If Colin Lloyd was at all upset by the latest setback to the Fundraising Standards Board, he wasn't letting it show. The day after it emerged that the organisation had been obliged to change its logo by the Federation of Small Businesses, the chairman of the board was cheerful and upbeat.
"I had a great day yesterday," he told Third Sector. "It gave me an opportunity to speak to all our major members, who were saying 'these things happen all the time - don't lose sight of the big picture'."
His composed response has been echoed by some major charities that have joined the board's self-regulation scheme for fundraisers.
Aneesha Moreira, director of fundraising at the British Heart Foundation, says: "While it is not ideal that the logo is being changed at this stage, we understand the reasons.
"The FSB has advised us that we should use 'reasonable endeavours' to ensure that the existing logo is not used after 1 November. That offers some flexibility."
Peter Storey, head of individuals fundraising at the Kidney Research UK, says there would not be a significant cost for the charity. "The programme that they have agreed with the federation gives us a reasonable roll-out period," he says. "It's not a big inconvenience."
Those who are critical prefer to stay off the record. Asked if the episode was an own goal, one senior figure in the fundraising world says: "You might say that - I couldn't possibly comment. But it is deeply, deeply unfortunate."
Root of the problem
So how did the misfortune come about? Lloyd says the process of registering the logo as a trademark was undertaken by the board's lawyers. The board did not know that the FSB owned the trademark and did not contact it before the logo was launched last year.
"We had sufficient comfort from our lawyers that we would be able to register the logo, so we decided to proceed with the development and establishment of our organisation as the FSB," he said.
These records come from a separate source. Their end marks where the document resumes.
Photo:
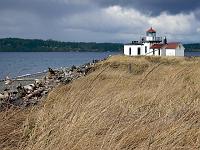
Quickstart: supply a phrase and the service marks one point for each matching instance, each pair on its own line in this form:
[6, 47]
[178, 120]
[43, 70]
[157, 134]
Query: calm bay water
[20, 63]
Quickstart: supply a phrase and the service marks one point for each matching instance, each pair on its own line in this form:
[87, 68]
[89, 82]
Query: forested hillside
[35, 45]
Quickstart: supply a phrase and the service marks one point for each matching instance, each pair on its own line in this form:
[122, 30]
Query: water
[21, 63]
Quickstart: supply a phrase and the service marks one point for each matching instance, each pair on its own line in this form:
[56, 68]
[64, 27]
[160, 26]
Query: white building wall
[170, 52]
[163, 52]
[180, 51]
[134, 50]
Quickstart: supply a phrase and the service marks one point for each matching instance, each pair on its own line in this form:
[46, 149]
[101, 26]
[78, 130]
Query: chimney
[165, 40]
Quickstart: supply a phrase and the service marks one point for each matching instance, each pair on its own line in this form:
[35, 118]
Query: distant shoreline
[38, 45]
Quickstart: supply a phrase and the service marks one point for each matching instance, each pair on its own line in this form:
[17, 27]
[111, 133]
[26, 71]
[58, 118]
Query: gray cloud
[99, 20]
[155, 7]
Lloyd believes that it would have been extremely difficult to investigate all the other users of the abbreviation, pointing out that if you enter FSB into a Google search you will discover that there are "dozens and dozens" of listings.
"It would have meant investigating all of the acronyms to discover which ones were registered and which ones weren't. No, we did not contact the FSB - which one would you call?" he asks.
The complaint occurred during the part of the registration process when the logo is put into the public domain to see if there are any objections. At this point, the board had to decide whether to contest the complaint or seek a different solution.
"We believe that we could have won a court case had we wished to continue," says Lloyd. "But it would have taken perhaps two years and tens of thousands of pounds, and I took the decision that it was inappropriate for the board to do that at this stage in its history and growth."
The federation says that it started to notice the rival abbreviation in press clippings and felt it was muddying the picture. "The potential for confusion is there," says a spokesman. "We have worked amicably with the FRSB to sort this out."
Max Du Bois, executive director of branding consultancy Spencer Du Bois, who advised the FRSB at the time of the launch, says: "I think the FSB is being petty minded, because it is in a different sector.
"Federation of Small Businesses in the charity sector? I don't think so. The logo clearly said Fundraising Standards Board underneath it. You don't get clearer than that."
Lloyd believes the outcome to the dispute that has been achieved is a reasonable one. Member charities will be allowed to use up existing printed material, and the aim is to have the amended logo in general use by November.
"The new logo is very similar to the existing one," he says. "We will still use the recognition of this as a test of whether we have been successful."
The dispute over the logo is the latest in a line of teething problems that the FRSB has encountered, including difficulty in reaching recruiting targets in the early stages, followed by a postponement of its launch to the public.
"Some of these things I have done deliberately," says Lloyd. "I took the decision about changing the launch date because members asked me for more time to get to their trustees.
"We are the first organisation of its type in the world. More than anything we need to get established, and any young company getting off the ground would face similar issues."